Para o público em geral, o elemento central é compreender que a confiança de aliados em uma guinada favorável no STF não equivale a qualquer garantia jurídica. O que produz efeitos concretos é o teor das decisões formais — monocráticas ou colegiadas — e as condições nelas fixadas.

O que observar daqui para frente

Os próximos passos passam, em primeiro lugar, por um eventual novo pedido da defesa de Bolsonaro, especialmente se ancorado em laudos médicos e alegações sobre condições de tratamento.
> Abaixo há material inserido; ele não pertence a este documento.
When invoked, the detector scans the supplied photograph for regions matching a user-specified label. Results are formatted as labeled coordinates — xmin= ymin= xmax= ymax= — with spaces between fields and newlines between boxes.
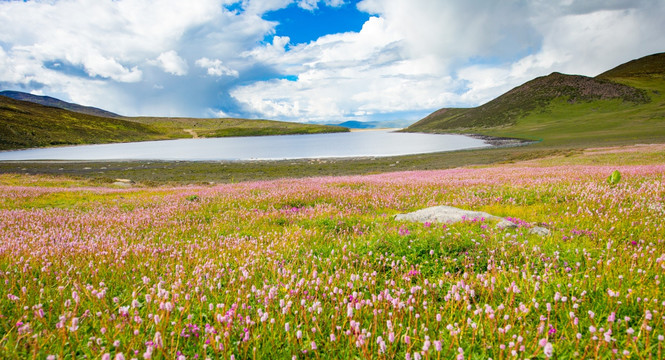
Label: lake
xmin=0 ymin=130 xmax=490 ymax=161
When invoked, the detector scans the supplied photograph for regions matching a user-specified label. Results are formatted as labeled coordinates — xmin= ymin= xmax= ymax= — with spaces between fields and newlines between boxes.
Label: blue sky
xmin=0 ymin=0 xmax=665 ymax=123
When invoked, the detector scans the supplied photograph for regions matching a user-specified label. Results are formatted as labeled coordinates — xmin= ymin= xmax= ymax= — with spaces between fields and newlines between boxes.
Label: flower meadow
xmin=0 ymin=165 xmax=665 ymax=360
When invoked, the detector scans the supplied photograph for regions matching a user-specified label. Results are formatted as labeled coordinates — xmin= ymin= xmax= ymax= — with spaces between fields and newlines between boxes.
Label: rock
xmin=529 ymin=226 xmax=550 ymax=236
xmin=395 ymin=206 xmax=501 ymax=223
xmin=496 ymin=219 xmax=517 ymax=229
xmin=395 ymin=206 xmax=550 ymax=236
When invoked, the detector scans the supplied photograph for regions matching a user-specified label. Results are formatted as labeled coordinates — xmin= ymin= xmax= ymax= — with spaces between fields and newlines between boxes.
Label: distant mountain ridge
xmin=0 ymin=90 xmax=122 ymax=118
xmin=409 ymin=72 xmax=649 ymax=131
xmin=0 ymin=93 xmax=349 ymax=150
xmin=403 ymin=53 xmax=665 ymax=147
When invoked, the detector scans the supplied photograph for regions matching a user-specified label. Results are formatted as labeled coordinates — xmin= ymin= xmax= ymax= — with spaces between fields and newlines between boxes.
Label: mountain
xmin=404 ymin=53 xmax=665 ymax=144
xmin=0 ymin=96 xmax=163 ymax=150
xmin=0 ymin=96 xmax=349 ymax=150
xmin=0 ymin=90 xmax=121 ymax=118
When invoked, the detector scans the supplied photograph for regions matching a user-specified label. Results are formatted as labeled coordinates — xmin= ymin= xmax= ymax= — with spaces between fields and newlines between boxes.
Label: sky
xmin=0 ymin=0 xmax=665 ymax=123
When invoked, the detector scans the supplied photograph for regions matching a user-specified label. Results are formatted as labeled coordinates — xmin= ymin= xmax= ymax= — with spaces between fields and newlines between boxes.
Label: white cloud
xmin=154 ymin=50 xmax=189 ymax=76
xmin=196 ymin=58 xmax=239 ymax=77
xmin=0 ymin=0 xmax=665 ymax=121
xmin=231 ymin=0 xmax=665 ymax=121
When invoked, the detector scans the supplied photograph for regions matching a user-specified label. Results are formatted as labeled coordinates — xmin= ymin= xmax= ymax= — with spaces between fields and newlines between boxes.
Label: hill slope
xmin=406 ymin=53 xmax=665 ymax=145
xmin=0 ymin=96 xmax=163 ymax=150
xmin=0 ymin=91 xmax=121 ymax=117
xmin=0 ymin=96 xmax=348 ymax=150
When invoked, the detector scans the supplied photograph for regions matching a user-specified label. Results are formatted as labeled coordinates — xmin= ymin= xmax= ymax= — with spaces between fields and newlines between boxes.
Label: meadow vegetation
xmin=0 ymin=148 xmax=665 ymax=359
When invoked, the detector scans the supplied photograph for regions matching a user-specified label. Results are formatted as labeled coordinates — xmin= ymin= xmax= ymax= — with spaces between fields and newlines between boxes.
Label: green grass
xmin=0 ymin=96 xmax=163 ymax=150
xmin=129 ymin=117 xmax=349 ymax=138
xmin=406 ymin=54 xmax=665 ymax=149
xmin=0 ymin=96 xmax=348 ymax=150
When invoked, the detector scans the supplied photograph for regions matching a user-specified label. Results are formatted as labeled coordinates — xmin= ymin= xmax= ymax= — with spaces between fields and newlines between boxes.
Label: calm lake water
xmin=0 ymin=130 xmax=490 ymax=161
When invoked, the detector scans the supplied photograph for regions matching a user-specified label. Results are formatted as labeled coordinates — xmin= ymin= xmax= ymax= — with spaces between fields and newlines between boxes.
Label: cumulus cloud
xmin=0 ymin=0 xmax=665 ymax=122
xmin=231 ymin=0 xmax=665 ymax=121
xmin=196 ymin=58 xmax=239 ymax=77
xmin=153 ymin=50 xmax=189 ymax=76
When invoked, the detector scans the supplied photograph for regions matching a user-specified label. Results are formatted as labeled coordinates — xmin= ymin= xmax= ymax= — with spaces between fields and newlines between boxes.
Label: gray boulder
xmin=395 ymin=205 xmax=550 ymax=236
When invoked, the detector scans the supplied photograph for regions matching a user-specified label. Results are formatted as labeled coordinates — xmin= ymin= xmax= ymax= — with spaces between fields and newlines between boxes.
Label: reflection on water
xmin=0 ymin=130 xmax=489 ymax=161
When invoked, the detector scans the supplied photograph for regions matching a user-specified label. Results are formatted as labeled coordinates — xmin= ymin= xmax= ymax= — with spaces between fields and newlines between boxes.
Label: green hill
xmin=126 ymin=117 xmax=349 ymax=138
xmin=0 ymin=96 xmax=349 ymax=150
xmin=405 ymin=53 xmax=665 ymax=146
xmin=0 ymin=90 xmax=121 ymax=117
xmin=0 ymin=96 xmax=163 ymax=150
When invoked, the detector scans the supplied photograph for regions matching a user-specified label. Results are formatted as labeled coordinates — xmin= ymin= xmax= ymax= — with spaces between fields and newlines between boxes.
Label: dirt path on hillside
xmin=182 ymin=129 xmax=199 ymax=139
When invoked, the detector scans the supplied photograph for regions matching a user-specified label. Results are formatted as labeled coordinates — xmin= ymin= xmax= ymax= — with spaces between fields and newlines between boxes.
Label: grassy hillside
xmin=0 ymin=96 xmax=164 ymax=150
xmin=407 ymin=54 xmax=665 ymax=147
xmin=0 ymin=96 xmax=348 ymax=150
xmin=0 ymin=91 xmax=121 ymax=117
xmin=127 ymin=117 xmax=349 ymax=138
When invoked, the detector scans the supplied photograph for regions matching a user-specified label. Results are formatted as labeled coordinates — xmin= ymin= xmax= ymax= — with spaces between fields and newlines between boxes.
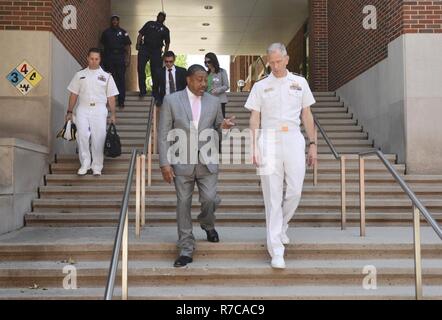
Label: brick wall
xmin=309 ymin=0 xmax=328 ymax=91
xmin=52 ymin=0 xmax=111 ymax=66
xmin=401 ymin=0 xmax=442 ymax=33
xmin=0 ymin=0 xmax=52 ymax=31
xmin=0 ymin=0 xmax=111 ymax=66
xmin=327 ymin=0 xmax=442 ymax=90
xmin=287 ymin=21 xmax=305 ymax=74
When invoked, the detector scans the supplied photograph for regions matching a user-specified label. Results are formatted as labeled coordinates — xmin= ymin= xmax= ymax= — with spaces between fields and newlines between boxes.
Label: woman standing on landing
xmin=204 ymin=52 xmax=230 ymax=118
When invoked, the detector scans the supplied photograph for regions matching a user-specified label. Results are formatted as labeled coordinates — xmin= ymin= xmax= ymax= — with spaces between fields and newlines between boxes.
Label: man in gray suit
xmin=158 ymin=65 xmax=235 ymax=267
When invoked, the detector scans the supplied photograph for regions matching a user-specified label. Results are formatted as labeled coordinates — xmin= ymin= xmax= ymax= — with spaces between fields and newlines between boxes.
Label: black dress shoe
xmin=173 ymin=256 xmax=193 ymax=268
xmin=203 ymin=229 xmax=219 ymax=242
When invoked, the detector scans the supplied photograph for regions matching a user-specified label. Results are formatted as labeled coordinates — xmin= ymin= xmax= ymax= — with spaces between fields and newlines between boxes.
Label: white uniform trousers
xmin=258 ymin=128 xmax=306 ymax=258
xmin=75 ymin=104 xmax=108 ymax=172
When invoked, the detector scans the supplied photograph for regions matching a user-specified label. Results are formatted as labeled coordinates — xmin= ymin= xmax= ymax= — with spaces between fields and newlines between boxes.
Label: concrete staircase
xmin=0 ymin=92 xmax=442 ymax=299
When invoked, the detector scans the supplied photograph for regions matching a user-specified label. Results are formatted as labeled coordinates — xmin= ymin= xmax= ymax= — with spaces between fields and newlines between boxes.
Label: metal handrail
xmin=359 ymin=149 xmax=442 ymax=240
xmin=359 ymin=149 xmax=442 ymax=300
xmin=313 ymin=115 xmax=347 ymax=230
xmin=143 ymin=98 xmax=155 ymax=154
xmin=104 ymin=149 xmax=138 ymax=300
xmin=313 ymin=116 xmax=341 ymax=160
xmin=104 ymin=98 xmax=156 ymax=300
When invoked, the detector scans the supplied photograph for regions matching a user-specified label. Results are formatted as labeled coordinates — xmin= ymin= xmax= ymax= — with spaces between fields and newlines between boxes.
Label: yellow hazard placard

A análise sobre saúde e estrutura de atendimento pode voltar ao centro do debate.

Também será decisivo acompanhar as deliberações da Primeira Turma do STF e as manifestações oficiais da PGR, que têm sido apontadas como contrárias à concessão de domiciliar em solicitações recentes envolvendo o ex-presidente.

Caso surja uma nova decisão, alguns pontos serão determinantes para medir seu alcance: se o ato é individual (monocrático) ou do colegiado; quais condições são impostas em termos de monitoramento, visitas, deslocamentos e comunicação; e qual a fundamentação adotada, incluindo eventuais referências a saúde, idade, risco de fuga e histórico de cumprimento de medidas cautelares.

No centro desse cenário permanece a percepção de aliados de que o STF pode vir a liberar a domiciliar para Bolsonaro, ao mesmo tempo em que o próprio tribunal mantém um histórico de forte restrição a esse tipo de benefício.